Thai Curries Made Easy
You hear it every week in this country, ‘I make the best thigh curry…..’ First and foremost the word is pronounced ‘Tai’. So for all of you who finally learnt to enunciate your TH’s properly on this word, get with the program. Lose the H and stick with what you do best…… dis, dat, dese and dose and of course Tai. Rant over, moving on.
Thai curry has to be one of the easiest dishes in the world to make as long as you can buy a decent paste. And I highly recommend a brand called Maesri. They do the whole spectrum from Red to Panang. I am going to give you the basic recipe for any one of the types and then refine each one with herbs, vegetables, meat etc. The sugar and fish sauce are the salt and pepper of Thai cooking i.e. your seasoning. Add extra sparingly to bring out the flavour.
What you need:
The base which works for the multitude of curries is as follows (serves two. Double, triple, quadruple at will):
1 tin coconut milk
1 tablespoon of curry paste (red or green or yellow or Panang or Massaman etc)
1 teaspoon of sugar
1 tablespoon of fish sauce
What you do:
Whisk the paste into the coconut milk over a medium heat. Add in the sugar and fish sauce and then add the following to the listed curries:
RED: thinly sliced beef (raw), green beans (blanched before so you don’t end up with the squeaky teeth thingy) fresh basil leaves and 2-3 kaffir lime leaves if you have them. Bring back to simmering for 5 minutes.

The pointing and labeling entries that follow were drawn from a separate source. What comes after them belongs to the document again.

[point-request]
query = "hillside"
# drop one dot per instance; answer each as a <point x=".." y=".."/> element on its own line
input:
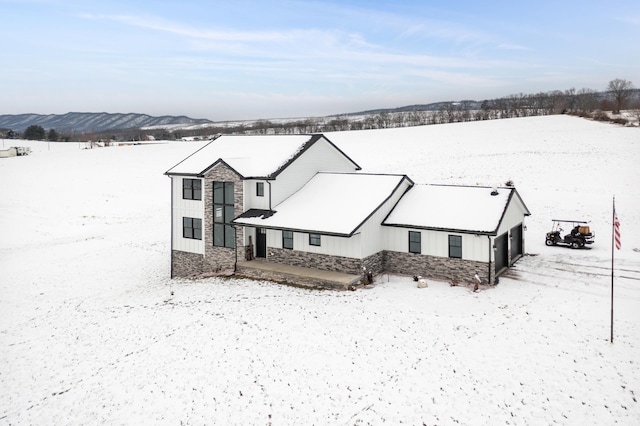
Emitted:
<point x="93" y="331"/>
<point x="81" y="122"/>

GREEN: thinly sliced chicken (raw) and carrots sliced into match sticks. Simmer for 5 minutes and add fresh coriander and thinly sliced mange toutes just before serving. An alternative is to omit the chicken and add chunks of firm fish such as cod for the last 2 minutes of simmering time.
MASSAMAN: this is a rich thick gravy-like curry sauce and therefore really benefits from some hearty additions such as potato and squash. These should be added first, simmer for 10-15 minutes or until veg is al dente, then add chicken or beef and simmer for 5 minutes more. Coriander and some green veg is the finishing touch for this one.
PANANG: thinly sliced chicken (raw) My personal favourite. At this point I should add a note on peanut curry. It is truly delicious and can be achieved by adding half a cup of ground peanuts or peanut butter and 2 tablespoons of Namprik Pao (we discussed this before, look back at soup) to the basic recipe. Serve this on a bed of sautéed watercress.
There are a dozen variations on these themes and many more recipes. But that is for another day.